By HospiMedica staff writers
Posted on 17 Apr 2006
Three-dimensional (3D) ultrasound probes are being utilized to image the beating hearts of dogs in laboratory studies in order to improve minimally invasive surgery for humans.

The engineers, from Duke University's (Durham, NC, USA) Pratt School of Engineering, reported that their research demonstrated that the probes could provide surgeons with a better view during human endoscopic surgeries in which procedures are performed through minuscule "keyhole” incisions. More...


If the probes prove beneficial in human testing, this development might lead to more accurate and safer endoscopic surgeries, according to the Duke engineers. "Surgeons now use optical endoscopes or two-dimensional ultrasound when conducting minimally invasive surgery,” said lead engineer Dr. Stephen Smith, a professor of biomedical engineering at the Pratt School. Optical endoscopes are thin tubes with a tiny video camera that surgeons can insert directly into the abdomen or chest through small incisions. "With our scanner, doctors could see the target lesion or a portion of an organ in a real-time three-dimensional scan,” Dr. Smith said.

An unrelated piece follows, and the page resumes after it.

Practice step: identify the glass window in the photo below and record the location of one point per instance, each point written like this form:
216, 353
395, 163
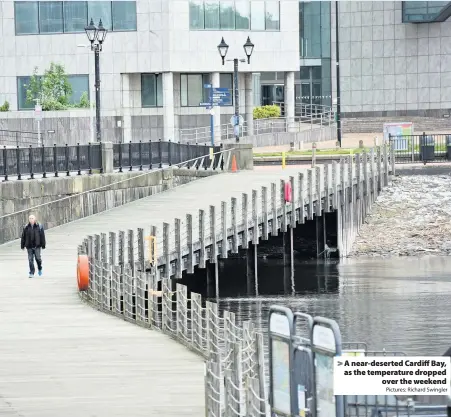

The technology has not yet been evaluated in human patients, but its success in canines makes it ready for clinical trials, according to the researchers. Endoscopic surgical techniques have the advantage of reduced postoperative pain and a faster recovery. However, the two-dimensional (2D) ultrasound imaging now available provides surgeons only a limited view, which can impede their depth perception and make such procedures difficult to master.

The current development relies on 500 miniature cables and sensors stuffed into a tube 12 mm in diameter--the size required to fit into surgical instruments, called trocars, that surgeons use to allow easy exchange of laparoscopic tools. By comparison, most 2D ultrasound probes use just 64 cables. Each cable carries electrical signals from the scanner to the sensors at the tip of the tube, which then sends pulses of acoustic waves into the surrounding tissue.

The 3D ultrasound probes also might help guide clinicians during cardiac ablation therapy, he added. In such procedures, cardiologists use catheters to ablate, or burn, specific locations on the surface of the heart in patients with atrial fibrillation, a disorder typified by an abnormal heart rhythm.
Similar 3D ultrasound devices also hold promise for minimally invasive abdominal and brain surgery applications, according to Dr. Smith.